My question stems from the article "M. D. Plummer, On the cyclic connectivity of planar graphs" (1972). Before asking my question, the following necessary definitions and explanations are provided.
Let $G$ be a finite simple graph.
A set of edges $L$ in $G$ is a cyclic cutset of $G$ if $G-L$ has two components each of which contains a cycle.
The minimum cardinality taken over all cyclic cutsets of $G$ is called the cyclic connectivity of $G$ and is denoted $\mathrm{c} \lambda(\mathrm{G})$.
If no such $\mathrm{L}$ exists in $G$, we set $\mathrm{c \lambda}(\mathrm{G})=\infty$.
The author asserts, without proof, the following:
Assert 1. Let $G$ be a 3-connected simple graph. Then $\mathrm{c} \lambda(G)=\infty$ if and only if $G$ contains no two vertex-disjoint cycles.
I think if-part is easily verifiable. Suppose $\mathrm{c} \lambda(G)<\infty$, i.e. $G$ has a cut set $S$ such that $G-S$ has two components each of which contains a cycle, namely $C$ and $C'$. Obviously, $C$ and $C'$ are vertex-disjoint cycles in $G$. Contradiction.
So we only need to prove that only-if part:If $\mathrm{c} \lambda(G)=\infty$, then $G$ contains no two vertex-disjoint cycles. I don't know how to prove it. But I know the condition of being 3-connected may be necessary through the following example, since the shown graph has $\mathrm{c} \lambda =\infty$, but has two vertex-disjoint triangles.
But I don't know how to incorporate 3-connectivity into the proof, or whether changing the condition to minimum degree 3 would suffice
Edit: As NaturalLogZ and Thomas Lesgourgues remind, the question is easy. In fact, I wrongly thought Plummer considered the cuts being about vertex cuts. My question is based vertex-version.
Does cyclic connectivity have vertex-version? Do we have a similar assert for vertex cyclic connectivity?
Letting $c\kappa(G)$ denote the cyclic-vertex connectivity of a graph $G$ the statement, "$c\kappa(G)=\infty$ if and only if $G$ contains no two vertex-disjoint cycles" is incorrect.
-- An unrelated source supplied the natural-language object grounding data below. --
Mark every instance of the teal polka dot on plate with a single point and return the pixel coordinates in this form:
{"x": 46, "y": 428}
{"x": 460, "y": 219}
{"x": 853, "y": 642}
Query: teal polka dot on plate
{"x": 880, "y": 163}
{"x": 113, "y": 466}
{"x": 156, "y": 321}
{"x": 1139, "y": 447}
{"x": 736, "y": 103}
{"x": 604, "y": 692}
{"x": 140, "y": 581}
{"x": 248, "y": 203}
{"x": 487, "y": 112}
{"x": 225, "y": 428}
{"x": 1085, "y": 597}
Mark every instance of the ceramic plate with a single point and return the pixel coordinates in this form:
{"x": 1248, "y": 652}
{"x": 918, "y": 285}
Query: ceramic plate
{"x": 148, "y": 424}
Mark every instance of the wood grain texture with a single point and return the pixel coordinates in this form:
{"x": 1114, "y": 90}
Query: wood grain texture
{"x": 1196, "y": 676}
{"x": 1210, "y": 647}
Your example can be modified by connecting each node in on of the triangles to its counterpart in the other (and thus obtaining the skeleton of a triangular prism). This is 3-connected, and for the reasons you have suspected, it should have infinite $c\kappa$.
However, the problem is analogous to the problem that arises when talking about the size of a separating set for adjacent vertices. The difference is you can still easily define the connectivity of the whole graph (as the minimum size of a separating set) so long as the graph isn't complete. And since that is just one family of graphs where talking about vertex connectivity is difficult, you can just define the connectivity of a complete graph to equal the number of vertices.
Thus I would argue that the correct translation of assertion 1 into vertex-cyclic-connectivity would be "$c\kappa(G)=\infty$ if and only if $G$ contains no two non-adjacent vertex-disjoint cycles." (Here two subgraphs $H_1,H_2$ are said to be adjacent if there exists $u \in H_1$ and $v \in H_2$ such that $u$ and $v$ are adjacent.) The proof of this statement is identical to the proof for edge-cyclic connectivity, where the one direction was given by you and the other by @ThomasLesgourgues.